Illustration - Spring 2017 - Issue 51
Cover: Brian Wildsmith from Birds
One of the enduring mysteries about illustration – and art, generally – is how a few strokes of a brush, or lines scratched in a wooden block, can communicate not just a story, but an emotion or an abstract thought. The ability of art to convey and evoke emotion is well known, but in the case of illustration there are added complications. The artist has to convey their own feelings. The illustrator, however, often has to reflect those of the text or the client as well as putting something of themselves into their work. When this works well, it undoubtedly enhances the power of the text or the message of the client, but defining how this affinity works is extremely difficult.

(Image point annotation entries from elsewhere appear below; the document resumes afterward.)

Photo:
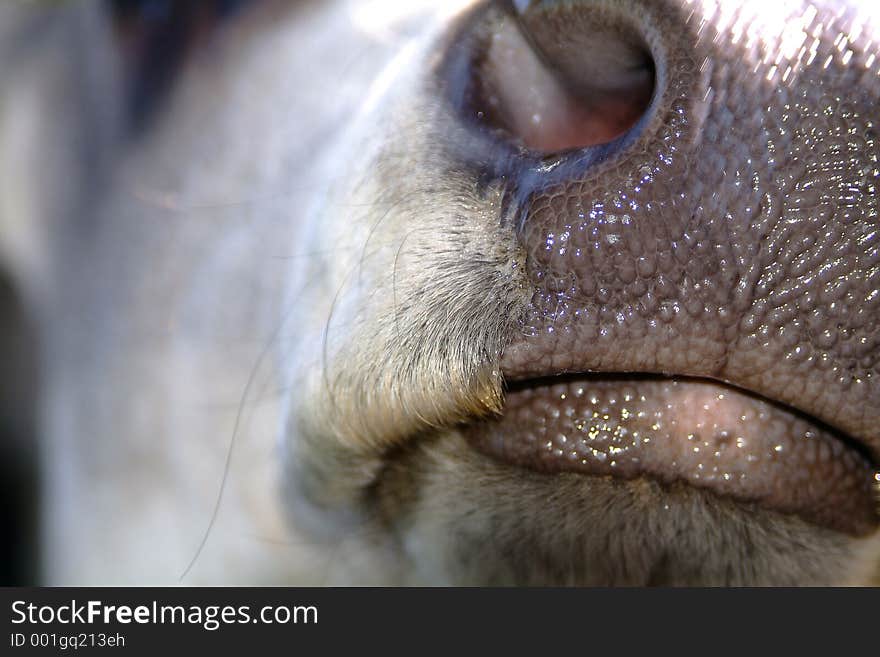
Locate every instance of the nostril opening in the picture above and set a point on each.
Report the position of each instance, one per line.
(561, 76)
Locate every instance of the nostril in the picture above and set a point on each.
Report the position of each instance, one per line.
(560, 76)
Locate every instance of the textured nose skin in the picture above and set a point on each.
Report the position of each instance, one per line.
(734, 233)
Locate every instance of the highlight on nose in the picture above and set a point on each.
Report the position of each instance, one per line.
(555, 77)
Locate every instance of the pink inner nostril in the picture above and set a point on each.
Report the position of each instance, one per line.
(586, 88)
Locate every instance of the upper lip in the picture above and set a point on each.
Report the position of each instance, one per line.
(520, 370)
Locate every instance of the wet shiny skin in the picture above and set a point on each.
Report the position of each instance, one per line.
(732, 234)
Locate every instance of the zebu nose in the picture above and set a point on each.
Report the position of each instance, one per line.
(686, 215)
(562, 79)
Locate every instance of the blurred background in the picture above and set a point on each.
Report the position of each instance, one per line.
(152, 38)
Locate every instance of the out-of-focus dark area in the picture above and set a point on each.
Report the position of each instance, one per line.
(19, 489)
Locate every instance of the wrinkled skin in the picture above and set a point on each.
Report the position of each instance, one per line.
(313, 264)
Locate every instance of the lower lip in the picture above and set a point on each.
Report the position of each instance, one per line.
(706, 434)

Clare Leighton’s dramatic and powerful wood-engravings, for example, were a perfect match for the tempestuous emotions of the characters in Emily Brontë’s Wuthering Heights and Thomas Hardy’s Under the Greenwood Tree and The Return of the Native. The simple black and white lines not only set the people in their landscapes, they also underscore the wild and often dark passions that dominate the stories. Similarly, war artists naturally used the emotional powers of their work to convey the darkest, most chaotic moments of battle as well as the most cynical and bitter feelings of loss and betrayal. They were commissioned to tell a story and boost patriotism, but their work often does far more than propaganda, commenting on the futility and utter desolation of war in a way that perhaps their employers did not quite intend. And quieter, more reflective works, such as Bruges, the portfolio of poems by Laurence Binyon, illustrated by Frank Brangwyn and Yoshijiro Urushibara, do more than merely celebrate the beauty of physical buildings, bridges and canals – they conjure up the artists’ emotional response to streets and landscapes in subtle gradations of colour and the play of light on water. Humans seem to have a natural ability to connect art to feelings. This is why illustrations can add so much more than decoration to the printed page – and why illustrated books etch themselves into the psyche of readers from their earliest days. A picture and a text together can be far greater than the sum of their parts.